I nostri connazionali pensano che lo spreco alimentare sia importante anche nella ristorazione e nel commercio: ristoranti e pizzerie (80%); negozi alimentari (78%); bar e birrerie (68%). Le soluzioni ci sarebbero, come donare le eccedenze della giornata o venderle a prezzi scontati; praticare sconti e offerte per i prodotti prossimi alla scadenza; offrire la doggy bag con gli avanzi del pasto.
Secondo il Piano d’azione dell’Unione Europea per l’economia circolare “la produzione, la distribuzione e la conservazione degli alimenti, sfruttando le risorse naturali, hanno effetti sull’ambiente; lo scarto di cibo ancora commestibile aggrava questi effetti e causa perdite per i consumatori e per l’economia. I rifiuti alimentari hanno un importante aspetto sociale, per cui il dono di prodotti alimentari ancora commestibili ma che, per ragioni logistiche o di mercato non possono essere commercializzati, dovrebbe essere facilitato”.
Secondo la Commissione Europea, un giorno su due quasi 33 milioni di persone non possono permettersi un pasto completo; ogni anno si perdono fino a 132 miliardi di euro per gli sprechi alimentari che causano il 16% delle emissioni di gas serra. Gli Stati membri dell’Unione si sono impegnati a rispettare l’obiettivo di sviluppo sostenibile dell’Agenda 2030 di dimezzare gli sprechi alimentari pro capite a livello di commercio al dettaglio e di consumatori, riducendo le perdite alimentari lungo le catene di produzione e di approvvigionamento.
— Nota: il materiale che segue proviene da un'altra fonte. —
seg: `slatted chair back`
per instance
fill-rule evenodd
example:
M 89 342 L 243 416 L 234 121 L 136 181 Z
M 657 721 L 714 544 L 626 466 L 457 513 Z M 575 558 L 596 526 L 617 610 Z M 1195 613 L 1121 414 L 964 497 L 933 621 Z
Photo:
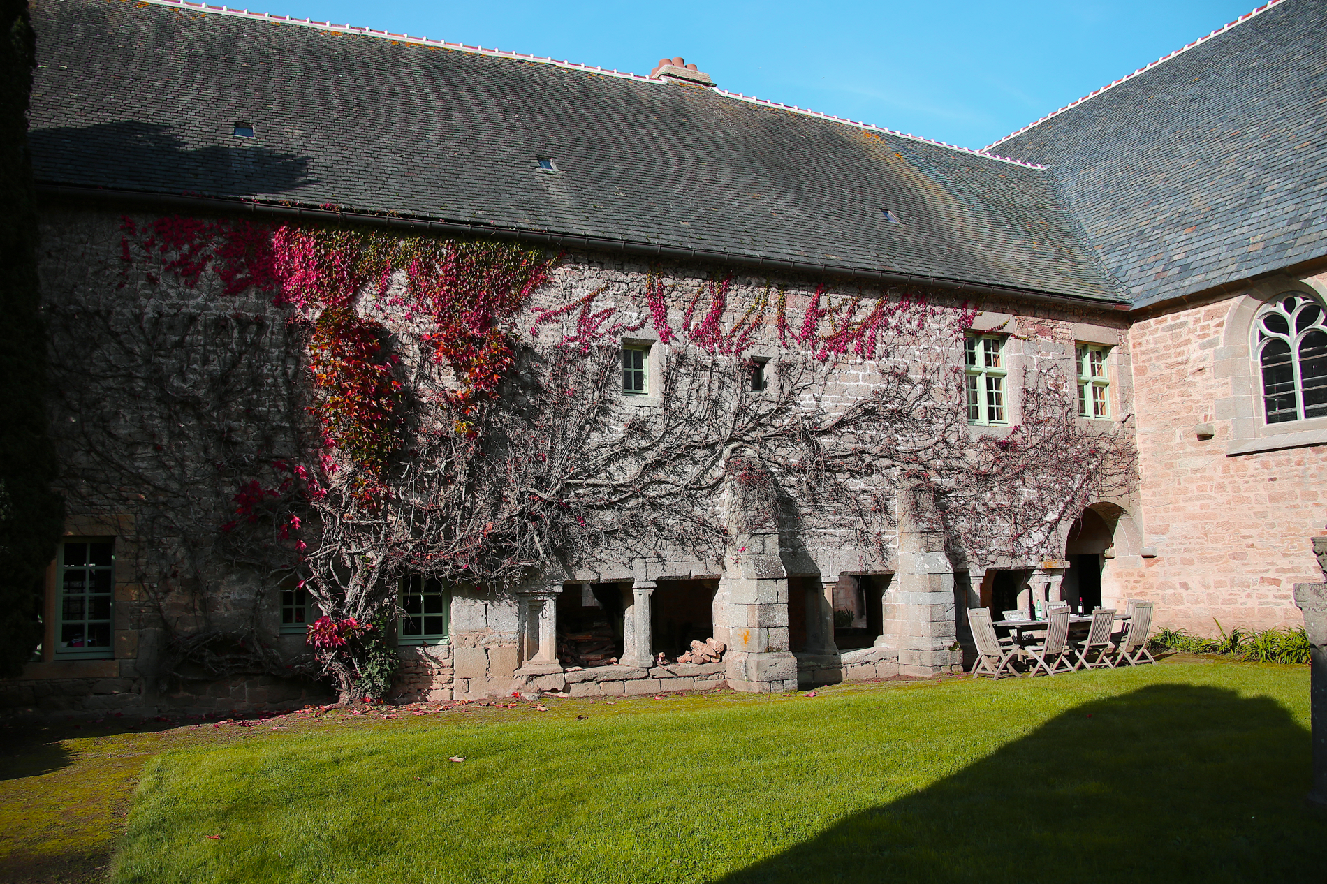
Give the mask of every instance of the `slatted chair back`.
M 1124 640 L 1124 650 L 1132 654 L 1140 645 L 1145 645 L 1149 632 L 1152 632 L 1152 603 L 1131 601 L 1129 630 Z
M 1100 648 L 1111 644 L 1111 628 L 1115 625 L 1115 608 L 1097 608 L 1092 612 L 1092 625 L 1087 630 L 1087 646 Z
M 995 637 L 995 626 L 991 625 L 991 612 L 986 608 L 969 608 L 967 625 L 973 630 L 977 653 L 983 657 L 999 657 L 999 638 Z
M 1062 654 L 1070 644 L 1070 608 L 1055 605 L 1046 609 L 1046 656 Z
La direttiva quadro sui rifiuti stabilisce un ordine di priorità per le azioni volte a ridurre le perdite e gli sprechi. La prima di queste azioni riguarda la prevenzione, evitando perdite e sprechi. Poi il riutilizzo, attraverso ridistribuzione e banche alimentari, o conversioni in mangime; e ancora il riciclo, recuperando i sottoprodotti e riutilizzando i nutrienti per usi come il compostaggio; infine l’incenerimento con recupero di energia. Tutto in un’ottica di economia circolare.
Ed è quello che fanno da un po’ di anni le aziende dell’Unione Italiana Food, come ci ha spiegato Antonio Feola, responsabile sostenibilità dell’associazione e vicepresidente del Conai: “il problema dello spreco alimentare è particolarmente sentito dalle nostre aziende. Lo dimostrano i vari rapporti di sostenibilità dai quali si evince come abbiano ridotto considerevolmente lo spreco negli stabilimenti, mettendo in atto una serie di politiche industriali che lo riducono durante la fase di produzione. Per fare un esempio, fette biscottate o biscotti rotti vengono utilizzati come materia prima per mangimi. Quindi, anziché creare rifiuti alimentari diventano materia prima per altri tipo di prodotti, come i mangimi, appunto: un esempio virtuoso di economia circolare”.
In Italia, dal 2019 è in vigore la legge n. 166, la cosiddetta legge Gadda sugli sprechi alimentari. Oltre alla definizione chiara degli attori che operano in questo settore, anche quelle relative alle eccedenze alimentari, spreco, donazione, conservazione e data di scadenza. Viene anche normata la possibilità per le autorità di donare gli alimenti oggetto di confisca alle organizzazioni non profit, alle agevolazioni amministrative, all’incentivazione del recupero per il consumo umano e per quello zootecnico o energetico.
Ed è attualmente in discussione in Parlamento un disegno di legge, Misure per sensibilizzare i consumatori all’adozione di condotte virtuose orientate alla riduzione dello spreco alimentare, che esorta a “un consumo completo del cibo preparato in casa o ordinato al ristorante”. In questo caso è prevista anche “l’introduzione sistematica della possibilità di ordinare porzioni ridotte, allo scopo di ridurre al massimo la quantità di cibo prodotta ma non consumata, a beneficio del consumatore stesso e della sostenibilità ambientale”.
Come ammoniva già qualche anno addietro il presidente Sergio Mattarella “lo spreco è un insulto alla società, al bene comune, all’economia del nostro come di ogni Paese. Alcuni progetti di solidarietà stanno dando risultati positivi, occorre estenderli, valutando come intervenire con strumenti legislativi di sostegno. Ridurre gli sprechi è un grande impegno pubblico, a cui possono partecipare da protagonisti la società civile organizzata, il volontariato, la cooperazione, l’impresa privata”.